CRESTVIEW — Once Molly Cleek starts chatting about her five years in the British Army’s Auxiliary Territorial Service, the memories come flooding back.
“I was born in a pub — the White Lion — in a village called Blagdon Hill in Somerset,” the 94-year-old Crestview Manor resident said. “My grandfather ran the pub.”
Serving her king and country was an exciting opportunity, so Cleek left home to serve at a rural anti-aircraft battery outside London.
Life was different from the warm, cozy pub in which she grew up.
“There were four of us on the radar,” she said. “We had to get up every four hours to start the generator. We’d sleep in an old barn in the middle of a field. We didn’t get much sleep because the horses would keep kicking the barn.
“It was so cold, that place. They’d bring us a bucket of cocoa at night. It was the most awful, bitter stuff because there was no sugar to be had. But we drank it because it was hot.”
Two years later, Cleek transferred to a stenographer’s post at Gen. Dwight D. Eisenhower’s London headquarters. As the D-Day invasion approached, “There was plenty of excitement there,” she said.
By that late stage of the war, the Blitzkrieg was over.
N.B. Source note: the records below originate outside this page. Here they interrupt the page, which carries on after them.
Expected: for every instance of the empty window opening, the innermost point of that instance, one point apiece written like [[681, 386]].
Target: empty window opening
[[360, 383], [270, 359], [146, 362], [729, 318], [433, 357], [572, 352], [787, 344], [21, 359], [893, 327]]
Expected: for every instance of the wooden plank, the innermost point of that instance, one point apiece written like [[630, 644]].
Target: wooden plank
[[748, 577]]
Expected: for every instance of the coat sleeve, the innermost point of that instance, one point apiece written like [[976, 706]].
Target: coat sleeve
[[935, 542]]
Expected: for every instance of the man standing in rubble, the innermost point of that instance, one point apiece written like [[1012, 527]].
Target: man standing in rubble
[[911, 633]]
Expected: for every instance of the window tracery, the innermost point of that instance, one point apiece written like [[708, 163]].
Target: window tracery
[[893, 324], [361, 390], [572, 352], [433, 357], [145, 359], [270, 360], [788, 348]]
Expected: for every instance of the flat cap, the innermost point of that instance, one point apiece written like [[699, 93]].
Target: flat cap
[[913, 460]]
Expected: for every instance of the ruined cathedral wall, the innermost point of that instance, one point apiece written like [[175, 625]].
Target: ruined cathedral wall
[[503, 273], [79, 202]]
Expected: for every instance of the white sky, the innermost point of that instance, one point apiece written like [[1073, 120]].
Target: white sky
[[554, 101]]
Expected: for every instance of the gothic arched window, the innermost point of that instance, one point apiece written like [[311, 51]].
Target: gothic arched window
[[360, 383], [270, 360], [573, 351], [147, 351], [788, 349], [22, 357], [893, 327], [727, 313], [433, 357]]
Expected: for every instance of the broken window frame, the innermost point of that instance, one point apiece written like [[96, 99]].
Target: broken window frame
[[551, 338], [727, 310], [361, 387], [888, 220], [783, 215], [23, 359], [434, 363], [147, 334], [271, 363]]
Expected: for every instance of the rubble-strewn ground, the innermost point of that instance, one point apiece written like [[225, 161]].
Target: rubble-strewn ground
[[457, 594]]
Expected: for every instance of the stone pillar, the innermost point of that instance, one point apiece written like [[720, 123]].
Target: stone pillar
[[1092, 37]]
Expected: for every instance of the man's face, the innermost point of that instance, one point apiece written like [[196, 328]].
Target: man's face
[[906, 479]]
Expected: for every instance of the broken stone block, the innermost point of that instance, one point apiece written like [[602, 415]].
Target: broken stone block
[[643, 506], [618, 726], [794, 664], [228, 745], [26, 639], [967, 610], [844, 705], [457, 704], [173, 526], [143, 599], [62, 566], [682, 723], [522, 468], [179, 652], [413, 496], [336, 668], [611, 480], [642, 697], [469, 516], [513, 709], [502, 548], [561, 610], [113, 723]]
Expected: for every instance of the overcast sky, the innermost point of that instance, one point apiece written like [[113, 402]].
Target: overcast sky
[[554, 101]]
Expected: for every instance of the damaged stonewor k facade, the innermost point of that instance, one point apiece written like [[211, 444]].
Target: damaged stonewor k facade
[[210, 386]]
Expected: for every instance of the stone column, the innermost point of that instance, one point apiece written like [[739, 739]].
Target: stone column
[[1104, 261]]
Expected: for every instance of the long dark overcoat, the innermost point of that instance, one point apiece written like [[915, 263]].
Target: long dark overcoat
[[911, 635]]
Instead, Londoners “kept calm and carried on” under occasional V1 and V2 missile attacks.
“A few rockets came over, but it wasn’t too bad then,” Cleek said. “The sirens would go off and you’d go down in the basement.”
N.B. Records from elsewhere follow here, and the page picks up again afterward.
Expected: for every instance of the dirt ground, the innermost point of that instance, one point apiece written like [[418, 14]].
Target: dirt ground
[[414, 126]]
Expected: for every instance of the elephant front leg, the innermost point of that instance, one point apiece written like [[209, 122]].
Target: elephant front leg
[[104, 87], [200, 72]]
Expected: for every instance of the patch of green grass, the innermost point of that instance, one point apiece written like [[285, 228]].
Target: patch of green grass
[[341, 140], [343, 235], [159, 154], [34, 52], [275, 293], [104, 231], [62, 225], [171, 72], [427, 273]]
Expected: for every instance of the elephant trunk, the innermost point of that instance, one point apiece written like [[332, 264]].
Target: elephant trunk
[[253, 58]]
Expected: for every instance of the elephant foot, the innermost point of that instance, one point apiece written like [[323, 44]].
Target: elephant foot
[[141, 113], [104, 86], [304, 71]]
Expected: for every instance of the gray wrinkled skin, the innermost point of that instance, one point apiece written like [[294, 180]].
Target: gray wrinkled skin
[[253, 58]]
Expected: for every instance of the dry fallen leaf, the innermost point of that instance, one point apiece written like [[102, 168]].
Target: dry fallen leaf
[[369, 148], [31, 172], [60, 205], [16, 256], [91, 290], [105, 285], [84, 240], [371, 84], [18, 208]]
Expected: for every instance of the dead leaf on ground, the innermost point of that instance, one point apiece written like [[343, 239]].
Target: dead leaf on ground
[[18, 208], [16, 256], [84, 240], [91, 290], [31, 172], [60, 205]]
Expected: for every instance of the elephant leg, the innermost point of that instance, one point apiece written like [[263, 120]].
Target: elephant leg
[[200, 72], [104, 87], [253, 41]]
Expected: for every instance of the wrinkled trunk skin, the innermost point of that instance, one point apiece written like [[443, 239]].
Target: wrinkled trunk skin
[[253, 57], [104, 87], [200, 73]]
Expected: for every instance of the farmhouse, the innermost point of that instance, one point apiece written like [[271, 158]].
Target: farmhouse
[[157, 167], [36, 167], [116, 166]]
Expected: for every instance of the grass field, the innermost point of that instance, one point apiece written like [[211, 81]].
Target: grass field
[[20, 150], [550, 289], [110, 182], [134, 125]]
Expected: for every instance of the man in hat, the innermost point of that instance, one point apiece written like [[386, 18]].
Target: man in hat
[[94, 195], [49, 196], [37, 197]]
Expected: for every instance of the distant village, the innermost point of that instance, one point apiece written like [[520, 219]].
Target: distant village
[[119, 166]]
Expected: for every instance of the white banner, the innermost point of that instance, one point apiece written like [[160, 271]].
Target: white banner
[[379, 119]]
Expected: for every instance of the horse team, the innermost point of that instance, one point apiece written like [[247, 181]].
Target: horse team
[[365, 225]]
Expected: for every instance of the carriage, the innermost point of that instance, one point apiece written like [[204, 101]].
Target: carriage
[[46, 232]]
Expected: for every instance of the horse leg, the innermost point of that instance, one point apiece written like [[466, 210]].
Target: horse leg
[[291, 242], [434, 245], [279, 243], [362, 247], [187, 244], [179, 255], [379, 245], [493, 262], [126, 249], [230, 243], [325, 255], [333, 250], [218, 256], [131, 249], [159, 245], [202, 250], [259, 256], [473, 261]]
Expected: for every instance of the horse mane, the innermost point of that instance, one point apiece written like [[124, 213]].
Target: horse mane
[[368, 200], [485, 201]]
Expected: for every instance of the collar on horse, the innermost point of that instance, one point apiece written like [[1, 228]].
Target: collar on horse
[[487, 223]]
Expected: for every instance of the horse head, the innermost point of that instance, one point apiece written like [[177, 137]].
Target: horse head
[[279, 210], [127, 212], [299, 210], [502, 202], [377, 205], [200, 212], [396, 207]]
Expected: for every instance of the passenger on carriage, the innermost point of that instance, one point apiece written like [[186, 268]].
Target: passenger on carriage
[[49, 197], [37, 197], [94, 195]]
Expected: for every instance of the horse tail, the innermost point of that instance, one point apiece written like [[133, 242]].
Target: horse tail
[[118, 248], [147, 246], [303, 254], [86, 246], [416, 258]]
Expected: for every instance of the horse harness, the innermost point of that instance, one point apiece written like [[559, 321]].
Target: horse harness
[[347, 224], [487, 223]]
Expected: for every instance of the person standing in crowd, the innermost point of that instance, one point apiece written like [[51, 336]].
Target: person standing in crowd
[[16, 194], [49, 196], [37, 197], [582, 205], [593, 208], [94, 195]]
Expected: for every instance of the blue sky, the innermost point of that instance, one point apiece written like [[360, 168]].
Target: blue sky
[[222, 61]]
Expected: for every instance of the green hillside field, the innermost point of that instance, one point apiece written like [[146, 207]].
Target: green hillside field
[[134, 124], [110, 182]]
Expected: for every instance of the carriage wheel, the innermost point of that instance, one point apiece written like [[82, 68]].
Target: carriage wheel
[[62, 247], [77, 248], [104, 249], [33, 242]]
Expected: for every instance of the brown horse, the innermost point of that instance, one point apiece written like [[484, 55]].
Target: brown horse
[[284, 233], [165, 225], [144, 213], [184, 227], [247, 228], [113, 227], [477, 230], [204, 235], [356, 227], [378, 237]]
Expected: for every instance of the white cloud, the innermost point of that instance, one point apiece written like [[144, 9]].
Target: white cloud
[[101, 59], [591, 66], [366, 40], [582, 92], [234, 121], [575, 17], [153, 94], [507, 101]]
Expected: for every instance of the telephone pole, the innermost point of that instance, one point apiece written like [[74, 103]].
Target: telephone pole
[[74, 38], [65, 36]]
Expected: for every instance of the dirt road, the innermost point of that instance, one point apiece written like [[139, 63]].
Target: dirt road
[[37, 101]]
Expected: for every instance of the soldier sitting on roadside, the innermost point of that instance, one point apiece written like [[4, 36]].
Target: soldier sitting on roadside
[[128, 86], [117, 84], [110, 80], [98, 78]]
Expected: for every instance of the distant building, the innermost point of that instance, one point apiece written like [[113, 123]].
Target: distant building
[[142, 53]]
After the war, she accepted a secretarial position with an American firm in Germany, where she met and married Everett “Red” Cleet, an American soldier from Indiana.
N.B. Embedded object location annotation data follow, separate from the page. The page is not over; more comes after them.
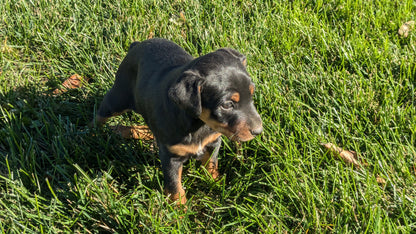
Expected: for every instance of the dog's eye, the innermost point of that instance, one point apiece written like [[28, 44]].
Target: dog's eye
[[227, 105]]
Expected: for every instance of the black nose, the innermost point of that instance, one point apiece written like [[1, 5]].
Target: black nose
[[257, 131]]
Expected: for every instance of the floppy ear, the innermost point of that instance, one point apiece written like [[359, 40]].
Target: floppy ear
[[236, 54], [186, 93]]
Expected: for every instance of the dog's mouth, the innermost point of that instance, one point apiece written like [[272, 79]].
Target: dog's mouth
[[239, 132]]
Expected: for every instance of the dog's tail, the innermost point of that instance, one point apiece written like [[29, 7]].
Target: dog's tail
[[133, 44]]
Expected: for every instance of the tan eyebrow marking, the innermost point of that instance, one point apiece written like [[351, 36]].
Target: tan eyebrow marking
[[235, 97], [251, 89]]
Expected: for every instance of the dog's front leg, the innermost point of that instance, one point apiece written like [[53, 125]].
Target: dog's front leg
[[172, 173], [210, 158]]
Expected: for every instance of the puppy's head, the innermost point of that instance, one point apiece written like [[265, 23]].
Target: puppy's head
[[218, 90]]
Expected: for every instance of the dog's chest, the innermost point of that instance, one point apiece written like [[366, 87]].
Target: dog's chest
[[194, 149]]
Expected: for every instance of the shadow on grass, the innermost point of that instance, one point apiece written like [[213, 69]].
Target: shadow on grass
[[44, 139]]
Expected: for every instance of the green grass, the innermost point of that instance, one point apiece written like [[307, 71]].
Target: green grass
[[326, 71]]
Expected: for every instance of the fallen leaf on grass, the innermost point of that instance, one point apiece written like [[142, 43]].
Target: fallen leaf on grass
[[134, 132], [348, 156], [406, 28], [73, 82]]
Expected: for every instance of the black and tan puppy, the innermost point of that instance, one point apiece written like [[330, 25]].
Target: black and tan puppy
[[187, 103]]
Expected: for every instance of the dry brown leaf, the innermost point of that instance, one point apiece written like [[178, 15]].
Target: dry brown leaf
[[73, 82], [135, 132], [406, 28], [348, 156]]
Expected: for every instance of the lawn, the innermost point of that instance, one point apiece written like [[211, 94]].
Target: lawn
[[325, 71]]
After a couple of years in Norway, the couple moved to Red’s home state and had three children: Colin, a retired Air Force master sergeant who lives in Crestview; Warren; and Nora.
Crestview Manor Director Becky Brice-Nash, a fellow veteran, finds Molly inspirational.
“My 24 years in the Air Force were formed by women like you,” she told Cleek.
“You paved the way for women to be the professionals they are today.”
The Auxiliary Territorial Service, the British Army’s World War II women's branch, formed as a voluntary service on Sept. 9, 1938 and merged into the Women's Royal Army Corps on Feb. 1, 1949.
Due to shortages of men, ATS and other women's voluntary service members tackled support tasks, working as radar operators, anti-aircraft gun crews and military police.